Research facilities must establish an Institutional Animal Care and Use Committee (IACUC) to oversee the use of animals in experiments. The IACUC is responsible for ensuring that the facility remains in compliance with the AWA and for providing documentation of all areas of compliance to the USDA/APHIS. The AWA also does not permit APHIS to interfere with research procedures or experimentation. To ensure that all licensed and registered facilities continue to comply with the AWA, APHIS inspectors make unannounced inspections at least once annually.

If an inspection reveals deficiencies in meeting the AWA standards and regulations, the inspector instructs the facility to correct the problems within a given timeframe. If deficiencies remain uncorrected at the unannounced follow-up inspection, APHIS documents the facility's deficiencies and considers possible legal action.

APHIS also conducts reviews and investigates alleged violations. Some cases are resolved with Official Notices of Warning or agency stipulation letters, which set civil penalties for the infractions. Civil penalties include cease-and-desist orders, fines, and license suspensions or revocations. If APHIS officials determine that an alleged AWA violation warrants additional action, APHIS submits all evidence to the USDA for further legal review.

In addition to conducting regular inspections, APHIS will perform inspections in response to public input about the conditions of regulated facilities. Concerned individuals also are encouraged to inform APHIS about facilities that should be licensed or registered.

1.4 Association for Assessment and Accreditation of Laboratory Animal Care, International (AAALAC)

The Association for Assessment and Accreditation of Laboratory Animal Care, International (AAALAC) is a private, nonprofit organization that promotes the humane treatment of animals in science through voluntary accreditation and assessment programs.

The University voluntarily participates in AAALAC’s program, in addition to complying with the local, state and federal laws that regulate animal research. Participating institutions receive an independent, unbiased expert assessment, and those that meet or exceed applicable standards are awarded accreditation.

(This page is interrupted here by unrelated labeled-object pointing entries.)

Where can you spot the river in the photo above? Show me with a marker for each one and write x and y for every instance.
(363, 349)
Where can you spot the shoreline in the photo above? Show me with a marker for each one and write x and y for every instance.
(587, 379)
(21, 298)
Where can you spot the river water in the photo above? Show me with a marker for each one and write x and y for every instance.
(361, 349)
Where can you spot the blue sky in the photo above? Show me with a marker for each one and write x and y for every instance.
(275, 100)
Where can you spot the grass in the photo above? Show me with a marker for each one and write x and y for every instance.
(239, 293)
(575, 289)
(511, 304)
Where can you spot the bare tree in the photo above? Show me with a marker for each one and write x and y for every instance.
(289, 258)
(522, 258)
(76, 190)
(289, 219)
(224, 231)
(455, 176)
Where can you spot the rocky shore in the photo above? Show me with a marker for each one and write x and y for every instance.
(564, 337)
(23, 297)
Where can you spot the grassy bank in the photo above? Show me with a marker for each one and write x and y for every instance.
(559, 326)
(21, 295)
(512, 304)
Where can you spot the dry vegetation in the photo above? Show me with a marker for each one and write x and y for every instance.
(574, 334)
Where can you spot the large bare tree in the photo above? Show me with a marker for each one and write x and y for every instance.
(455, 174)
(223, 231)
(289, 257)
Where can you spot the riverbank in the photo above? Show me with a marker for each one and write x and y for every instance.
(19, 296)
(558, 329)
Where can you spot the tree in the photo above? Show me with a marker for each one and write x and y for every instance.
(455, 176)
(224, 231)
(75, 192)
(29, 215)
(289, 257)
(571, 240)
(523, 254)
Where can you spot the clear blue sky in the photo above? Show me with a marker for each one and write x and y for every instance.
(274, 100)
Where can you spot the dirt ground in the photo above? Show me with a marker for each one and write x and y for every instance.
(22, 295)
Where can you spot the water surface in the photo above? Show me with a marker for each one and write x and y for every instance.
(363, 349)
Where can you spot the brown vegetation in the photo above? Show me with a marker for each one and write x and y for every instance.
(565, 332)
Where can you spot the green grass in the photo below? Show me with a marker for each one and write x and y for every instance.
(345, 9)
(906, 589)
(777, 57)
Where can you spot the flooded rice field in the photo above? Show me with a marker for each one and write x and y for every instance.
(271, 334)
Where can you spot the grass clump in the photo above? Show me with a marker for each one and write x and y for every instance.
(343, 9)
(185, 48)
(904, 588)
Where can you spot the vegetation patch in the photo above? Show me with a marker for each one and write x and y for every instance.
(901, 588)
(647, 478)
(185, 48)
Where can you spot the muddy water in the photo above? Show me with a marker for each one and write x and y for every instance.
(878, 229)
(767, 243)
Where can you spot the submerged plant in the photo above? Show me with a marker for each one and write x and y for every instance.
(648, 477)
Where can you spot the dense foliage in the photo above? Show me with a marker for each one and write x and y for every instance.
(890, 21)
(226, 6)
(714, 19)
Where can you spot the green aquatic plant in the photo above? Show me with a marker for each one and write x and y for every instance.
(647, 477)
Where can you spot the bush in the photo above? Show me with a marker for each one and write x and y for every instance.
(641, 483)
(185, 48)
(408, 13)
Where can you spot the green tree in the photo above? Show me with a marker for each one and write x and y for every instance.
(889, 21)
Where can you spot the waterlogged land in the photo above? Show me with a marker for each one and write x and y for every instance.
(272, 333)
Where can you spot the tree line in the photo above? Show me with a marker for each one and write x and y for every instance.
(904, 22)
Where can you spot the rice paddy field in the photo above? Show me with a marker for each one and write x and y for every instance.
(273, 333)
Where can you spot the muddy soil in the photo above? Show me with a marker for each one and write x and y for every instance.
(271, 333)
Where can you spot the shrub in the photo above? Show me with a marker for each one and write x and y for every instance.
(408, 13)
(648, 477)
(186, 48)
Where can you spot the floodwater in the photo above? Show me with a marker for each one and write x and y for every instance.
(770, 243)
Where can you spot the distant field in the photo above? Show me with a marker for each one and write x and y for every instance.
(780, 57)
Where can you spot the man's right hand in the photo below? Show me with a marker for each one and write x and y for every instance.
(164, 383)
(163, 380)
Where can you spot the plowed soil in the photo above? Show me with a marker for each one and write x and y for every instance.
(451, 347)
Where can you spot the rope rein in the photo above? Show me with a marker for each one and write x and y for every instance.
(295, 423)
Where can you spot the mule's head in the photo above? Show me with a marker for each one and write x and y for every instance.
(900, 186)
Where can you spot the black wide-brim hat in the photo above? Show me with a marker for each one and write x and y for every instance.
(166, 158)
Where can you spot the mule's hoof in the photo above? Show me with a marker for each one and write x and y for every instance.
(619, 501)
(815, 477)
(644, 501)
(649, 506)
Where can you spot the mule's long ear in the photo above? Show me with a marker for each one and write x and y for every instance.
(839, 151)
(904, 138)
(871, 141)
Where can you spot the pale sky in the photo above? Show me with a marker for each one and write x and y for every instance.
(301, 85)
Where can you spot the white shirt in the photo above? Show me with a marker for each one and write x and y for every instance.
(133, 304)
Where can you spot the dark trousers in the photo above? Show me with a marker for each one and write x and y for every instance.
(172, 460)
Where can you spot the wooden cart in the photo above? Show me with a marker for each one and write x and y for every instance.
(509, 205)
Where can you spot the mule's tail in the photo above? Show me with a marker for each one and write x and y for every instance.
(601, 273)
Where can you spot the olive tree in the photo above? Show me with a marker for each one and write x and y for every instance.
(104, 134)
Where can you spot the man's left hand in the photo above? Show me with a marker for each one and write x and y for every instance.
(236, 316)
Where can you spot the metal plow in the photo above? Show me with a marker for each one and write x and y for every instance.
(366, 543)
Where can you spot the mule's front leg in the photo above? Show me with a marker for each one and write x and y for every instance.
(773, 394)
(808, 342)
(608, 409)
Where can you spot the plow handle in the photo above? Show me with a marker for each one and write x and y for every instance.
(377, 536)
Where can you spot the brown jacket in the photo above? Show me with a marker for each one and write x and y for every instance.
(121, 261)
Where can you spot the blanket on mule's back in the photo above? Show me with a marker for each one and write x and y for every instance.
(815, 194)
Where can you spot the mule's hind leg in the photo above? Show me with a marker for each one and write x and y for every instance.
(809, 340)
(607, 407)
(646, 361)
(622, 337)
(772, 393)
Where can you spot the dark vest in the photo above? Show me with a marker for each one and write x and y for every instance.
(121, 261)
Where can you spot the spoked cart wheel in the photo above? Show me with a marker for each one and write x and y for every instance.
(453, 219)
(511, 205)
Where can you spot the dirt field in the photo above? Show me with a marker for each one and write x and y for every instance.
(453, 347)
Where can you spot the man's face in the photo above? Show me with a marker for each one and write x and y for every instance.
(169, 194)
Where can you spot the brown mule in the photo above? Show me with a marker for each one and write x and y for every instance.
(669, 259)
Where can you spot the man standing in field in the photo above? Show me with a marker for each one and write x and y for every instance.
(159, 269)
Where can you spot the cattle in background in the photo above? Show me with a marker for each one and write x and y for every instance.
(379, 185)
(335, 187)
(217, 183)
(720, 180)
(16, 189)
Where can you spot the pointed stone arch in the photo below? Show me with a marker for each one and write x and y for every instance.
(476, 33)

Institutions choose to participate in the AAALAC accreditation program for a variety of reasons. Some use accreditation as a symbol of quality—it shows that an institution is serious about setting, achieving and maintaining high standards for animal research programs. AAALAC accreditation also promotes scientific validity—when research involves animals, reliable results depend on healthy animals and superior animal care. And perhaps most importantly, accreditation demonstrates a willingness to go above and beyond the minimums required by law, and assures the public that the institution is committed to the responsible use and treatment of animals in science.

The University of Texas at Austin is an AAALAC International Accredited institution since October 29, 2001. AAALAC International has continued full accreditation for all programs and facilities of The University of Texas at Austin under file number 000988.